Similarity Functions in Item-Item CF
The core of an item-item collaborative filter is the item similarity function: a function of two items \(s(i,j): \mathcal{i}\times\mathcal{i} \to [-1,1]\) that measures how similar those items are. Common choices are vector similarity functions over the vectors of users’ ratings of each item, such as the cosine similarity or Pearson correlation.
Early on, Sarwar et al. tested a few choices:
The Pearson correlation from statistics:
\[ \frac{\sum{(r_{ui} - \mu_i) (r_{uj} - \mu_j)}}{\sqrt{\sum{(r_{ui} - \mu_i)^2}} \sqrt{\sum{(r_{uj} - \mu_j)^2}}} \]

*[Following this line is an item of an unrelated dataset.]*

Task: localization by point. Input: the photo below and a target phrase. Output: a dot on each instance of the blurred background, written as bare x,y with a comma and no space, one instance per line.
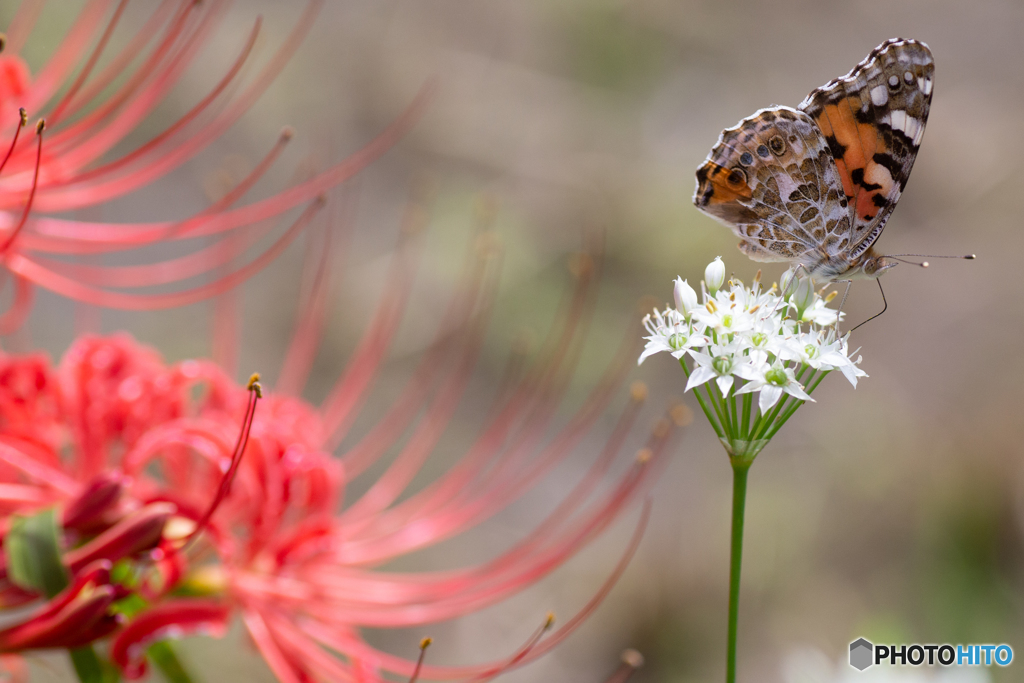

The cosine similarity between raw vectors:
\[ \frac{\vec{r_i}\cdot\vec{r_j}}{\|\vec{r_i}\|_2\|\vec{r_j}\|_2} = \frac{\sum{r_{ui} r_{uj}}}{\sqrt{\sum{r_{ui}^2}} \sqrt{\sum{r_{uj}^2}}} \]
The adjusted cosine similarity between vectors normalized by subtracting the user’s mean rating:
\[ \frac{\vec{\hat{r}_i}\cdot\vec{\hat{r}_j}}{\|\vec{\hat{r}_i}\|_2\|\vec{\hat{r}_j}\|_2} = \frac{\sum{(r_{ui} - \mu_u) (r_{uj} - \mu_u)}}{\sqrt{\sum{(r_{ui} - \mu_u)^2}} \sqrt{\sum{(r_{uj} - \mu_u)^2}}} \]
They found adjusted cosine to work better, and so far as I know, it has been the dominant similarity function for rating-based item-item CF systems.